Em todos os países civilizados (e mesmo em alguns nem tanto) as unidades de conservação são um fator de desenvolvimento econômico e melhoria nas condições de vida. Ter uma área natural perto de onde se mora é fator de valorização e status, o que aos poucos o mercado imobiliário começa a perceber.

E o fomento econômico atrelado a algumas áreas protegidas pode ser intenso a ponto de tornar o seu entorno em pólo de adensamento populacional, o que causa problemas, mas pode perfeitamente ser administrado se houver governança.

Apoio popular

Indo além do aspecto meramente econômico, ter um público usuário de unidades de conservação cria uma base de apoio às mesmas.
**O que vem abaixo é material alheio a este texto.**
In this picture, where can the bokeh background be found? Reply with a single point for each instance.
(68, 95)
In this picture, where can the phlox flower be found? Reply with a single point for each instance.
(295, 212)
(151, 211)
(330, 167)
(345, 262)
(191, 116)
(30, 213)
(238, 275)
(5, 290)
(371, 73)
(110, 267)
Vivemos a mercê dos desenvolvimentistas no comando, com a cabeça ainda na década de 1970, que desafetam, descriam e sabotam unidades de conservação como meros entraves aos projetos que querem nos fazer crer necessários ao futuro do país. Nesse contexto, faz falta aguda um público usuário das unidades de conservação que se faça ouvir.

Afinal, como a discussão do Código Florestal mostrou, as vozes da Ciência neste país são solenemente ignoradas. Na democracia disfuncional que criamos, os políticos só prestam atenção mesmo aos que pagam suas campanhas eleitorais e, apenas às vezes, aos que neles votam.

É interessante que haja aqueles, nas agências de governo encarregadas das unidades de conservação, que são contra o fomento à visitação (devidamente organizada), alegando desculpas como falta de capacidade de controle.

Burocratismo x Interessados

Outra desculpa frequente é a necessidade de elaborar dispendiosos e demorados planos de manejo para que qualquer atividade seja permitida e regulamentada, um reflexo de nossa cultura de burocratismo onde os rabos sempre abanaram os cachorros. Estudos bem mais simples, rápidos e feitos “em casa” podem normatizar atividades de visitação sem necessidade dos tais planos de manejo que, francamente, em geral só enfeitam prateleiras.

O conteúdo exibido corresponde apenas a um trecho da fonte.